The following resolution applies only to the Overcloud installation failure. Do not use this resolution for Overcloud scaling (Ceph storage/compute expansion/HCI) failure.

Solution 1
Action

When the Overcloud installation fails with Stack overcloud CREATE_FAILED error messages /home/stack/overcloud_install.log, delete the Overcloud.

  1. Delete the Overcloud using the following command:
    nps deploy -s vim_overcloud -a overcloud-delete
  2. Ensure that the status of the delete command displays OVERCLOUD_DELETED, using the following command:
    root@npsvm rhosp]# nps show --data vim --node overcloud
  3. Confirm the deletion of the Overcloud, log in to the Undercloud VM, and run the following commands:
    source stackrc
    openstack stack list

    Verify that the Overcloud stack is not displayed.

  4. To check the status of all the nodes, run the following command and ensure that all the nodes are in Available state.
    openstack baremetal node list
  5. Install the Overcloud again using the following command:
    nps deploy -s vim_overcloud -a overcloud-install
Solution 2
Action
  1. Log in to the undercloud VM and navigate to the path /home/stack and check the log file "overcloud_install.log".

If the message "CREATE_FAILED Resource CREATE failed: Error: resources.NetworkDeployment: Deployment to server failed: deploy_status_code : Deployment exited with non-zero status code: 1" is seen for any of the overcloud controller nodes, proceed with the following steps:

  1. Log in to the iLO console of the overcloud controller/s as "root" user.
  2. Check the detailed logs using the following command:

    journalctl -u os-collect-config

  3. Traverse through the logs carefully and check if for any interface the message is displayed as "not identified as an active nic".
  4. If this message is found, exit the journalctl and check the names of the interfaces in the server using the command – "ip a".
  5. Get the interface names for the management (FLR) NICs and data (PCI) NICs.
  6. Log in to the undercloud VM and navigate to the "templates" directory in the Undercloud VM:

    cd /home/stack/templates

  7. Navigate to the path "/templates/nic-configs".
  8. Replace the management (FLR) NIC and data (PCI) NIC port names with the actual port names by editing the "controller.yaml" file:
    1. Management (FLR) NIC port names can be found as members under the type "Linux bond" and name "br-mgmt".

    2. Data (PCI) NIC port names can be found as a nested-member under the type "ovs_bridge" and name "br-data".

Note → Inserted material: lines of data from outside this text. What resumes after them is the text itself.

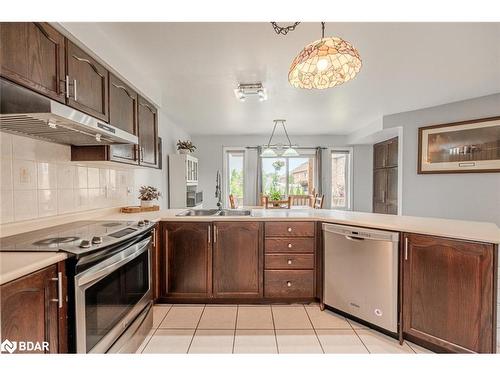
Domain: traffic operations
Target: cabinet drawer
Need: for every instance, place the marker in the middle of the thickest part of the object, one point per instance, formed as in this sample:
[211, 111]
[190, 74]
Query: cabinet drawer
[289, 245]
[290, 228]
[291, 284]
[289, 261]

  9. Save the file after the changes are done.
  10. Delete the failed stack using the following command:
    source stackrc
    heat stack-delete overcloud
  11. Log in to the NPS Toolkit VM and execute the following individual command to trigger the overcloud installation:

    nps deploy -s vim_overcloud -a overcloud-install

    NOTE:

    Since the templates are manually edited, do not run the autodeploy command as it will recreate the templates again.